Veterinarians that care for service dogs such as police, military, and search and rescue dogs are entrusted in maintaining
the health of animals that provide a vital service to man, especially during times of crisis such as the terrorist events
of 2001, when the searching abilities of the these dogs were of paramount importance. Understanding the types of agents and
environments to which these dogs may be exposed will aid the practitioner in providing the utmost of care to these valuable
dogs, both during and after their exposure to disaster sites. Many of the concepts presented here are not restricted to dogs
that are involved in terrorist attacks, but may also be applied to dogs that are present at natural disaster sites, such as
earthquakes or floods.
Dogs working at disaster sites may be exposed to a variety of environments, from burning fires to areas flooded by rain or
fire control water. Search and rescue dogs may enter areas deemed too hazardous for their human counterparts, risking hazards
such as crush injury or exposure to undetected pockets of noxious gases. When humans enter disaster sites, they are frequently
outfitted with equipment that protects them from dermal, ocular and inhaled toxicants. Unlike their human counterparts, the
use of protectants such as "booties"' or goggles is not common, often due to the reluctance of handlers to use these products.
This reluctance may be due to poor tolerance of these items on some dogs or the perception by the handler that these products
impede performance in the dog (e.g. poor traction from booties). Because they rely on their olfactory sense to perform their
duties, dogs that are searching disaster sites are continually exposed to the inhalation of a variety of potentially irritating
and/or toxic agents.
Potential routes of exposure to toxic agents include skin, gastrointestinal tract, respiratory tract, and mucous membranes
of the eye and oral cavity. Many of the breeds used for search and rescue (e.g. German shepherd, Labrador retriever) have
dense coats that can protect much of the dog from dermal exposures. However, because the use of protective "boots" on dogs
is not uniform, dogs may be at risk of exposure to physical (e.g. broken glass) and toxic (e.g. solvents) hazards that they
walk through as they work disaster sites. Additionally, areas of skin with thinner hair coat protection (e.g. muzzle, ventral
abdomen), may allow significant dermal exposure to potentially toxic agents.

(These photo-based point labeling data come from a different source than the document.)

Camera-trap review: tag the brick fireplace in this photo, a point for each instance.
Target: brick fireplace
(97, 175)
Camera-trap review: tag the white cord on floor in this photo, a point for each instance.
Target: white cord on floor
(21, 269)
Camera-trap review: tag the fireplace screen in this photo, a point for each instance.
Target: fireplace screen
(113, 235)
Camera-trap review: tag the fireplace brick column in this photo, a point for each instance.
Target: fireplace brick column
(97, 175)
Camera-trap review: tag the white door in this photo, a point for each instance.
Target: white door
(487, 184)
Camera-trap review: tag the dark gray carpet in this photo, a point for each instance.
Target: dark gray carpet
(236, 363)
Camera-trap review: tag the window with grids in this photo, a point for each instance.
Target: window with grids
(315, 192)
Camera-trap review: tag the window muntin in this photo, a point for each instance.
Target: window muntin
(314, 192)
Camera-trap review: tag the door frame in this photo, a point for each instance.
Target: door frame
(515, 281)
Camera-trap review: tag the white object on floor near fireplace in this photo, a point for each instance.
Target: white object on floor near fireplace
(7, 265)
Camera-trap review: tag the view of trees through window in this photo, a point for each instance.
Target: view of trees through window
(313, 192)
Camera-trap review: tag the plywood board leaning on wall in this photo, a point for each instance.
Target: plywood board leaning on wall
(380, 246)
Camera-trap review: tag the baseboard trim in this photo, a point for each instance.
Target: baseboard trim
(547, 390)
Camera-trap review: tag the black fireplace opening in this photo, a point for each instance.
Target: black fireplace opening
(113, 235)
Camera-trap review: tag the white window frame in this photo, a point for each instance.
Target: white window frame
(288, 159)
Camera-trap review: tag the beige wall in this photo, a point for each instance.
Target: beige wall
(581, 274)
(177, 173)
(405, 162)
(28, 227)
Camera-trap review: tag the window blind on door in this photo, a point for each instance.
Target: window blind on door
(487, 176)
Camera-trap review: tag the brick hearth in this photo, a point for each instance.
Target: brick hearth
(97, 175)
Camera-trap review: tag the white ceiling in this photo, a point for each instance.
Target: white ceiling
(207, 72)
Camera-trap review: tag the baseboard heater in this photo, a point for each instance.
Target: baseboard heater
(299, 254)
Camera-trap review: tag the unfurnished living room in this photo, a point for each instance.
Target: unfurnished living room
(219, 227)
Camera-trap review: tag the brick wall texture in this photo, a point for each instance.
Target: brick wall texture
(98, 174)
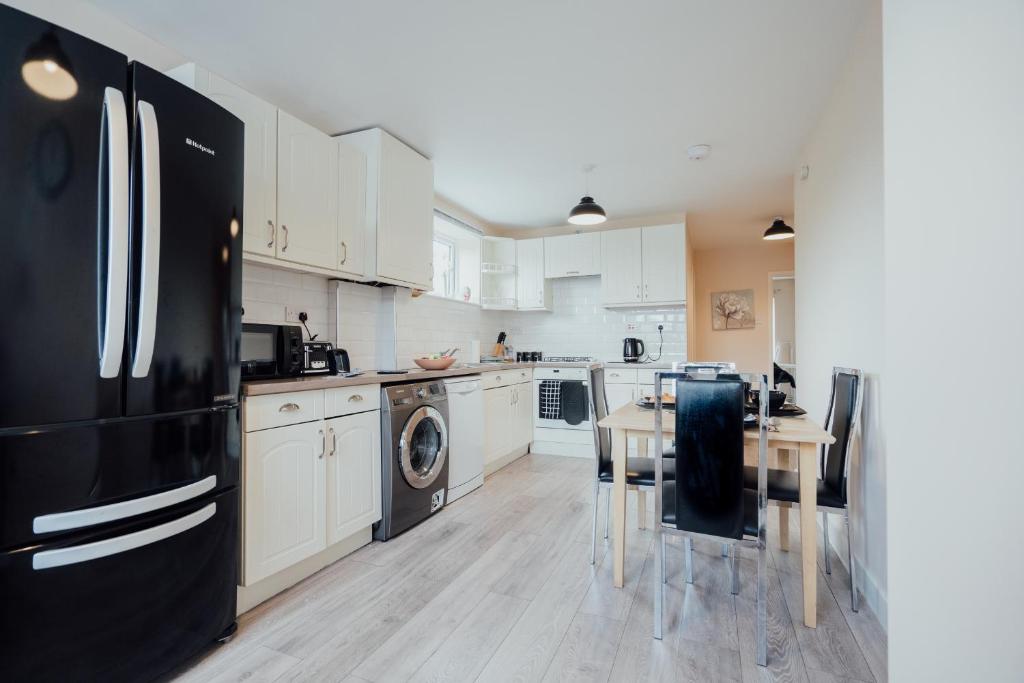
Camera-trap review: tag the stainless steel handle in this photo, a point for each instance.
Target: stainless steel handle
(115, 123)
(60, 521)
(148, 290)
(91, 551)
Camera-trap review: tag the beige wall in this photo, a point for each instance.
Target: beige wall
(737, 268)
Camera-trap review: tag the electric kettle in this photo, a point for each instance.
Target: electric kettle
(633, 349)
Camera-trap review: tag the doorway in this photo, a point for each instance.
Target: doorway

Ingestion of potentially toxic agents is a significant concern in dogs that are working disaster sites. Dogs may lick from
puddles, ingest agents that they find on the ground, or lick toxic agents off of their coats. Additionally, inhalation of
large particulates results in these agents being moved up to the pharyngeal area by the mucociliatory escalator of the trachea,
where they are subsequently swallowed.
Inhalation of large particulate matter may result in respiratory tract irritation and/or oral ingestion of particulates. Smaller
particulate matter may reach the smaller airways or alveoli, where irritation and/or systemic absorption may occur. Inhalation
of gases may result in almost immediate systemic absorption.
Ocular exposure to toxicants is not generally considered to be a significant source of systemic exposure, but the irritation
from ocular irritants may cause sufficient ocular injury and inflammation as to force the retirement of a dog from a disaster
The types of agents to which dogs may be exposed during their work at a disaster site can roughly be categorized as solids
(particulates), liquids, and gases. Explosive and compressive forces may release a variety of toxic agents (e.g. heavy metals,
asbestos) that are normally safely contained. Many solid agents may be converted to particulates that may cause immediate
or delayed injury. Particulate matter poses hazards as both respiratory and ocular irritants. Occasionally, a dog may swallow
sufficient particulate matter as to cause gastrointestinal irritation and/or systemic absorption. Particulates of heavy metals,
such as arsenic or lead, may result in significant systemic absorption and, potentially, toxicosis. Asbestos, which is normally
trapped in concrete matrix, may be released in hazardous particulate form when explosive forces pulverize concrete. Asbestos
may cause acute respiratory irritation but is more of a concern due to the potential for long-term injury, including pulmonary
inflammation. Whether short-term exposure to asbestos is likely to cause pulmonary neoplasia in dogs has not yet been determined.
Liquids, depending on their physical characteristics, can pose both dermal and ingestion hazards. Solvents, such as ethylene
glycol and acetone may leak from damaged equipment and containers. Many solvents will cause chemical burns to the skin upon
contact, while agents such as ethylene glycol pose significant systemic hazards.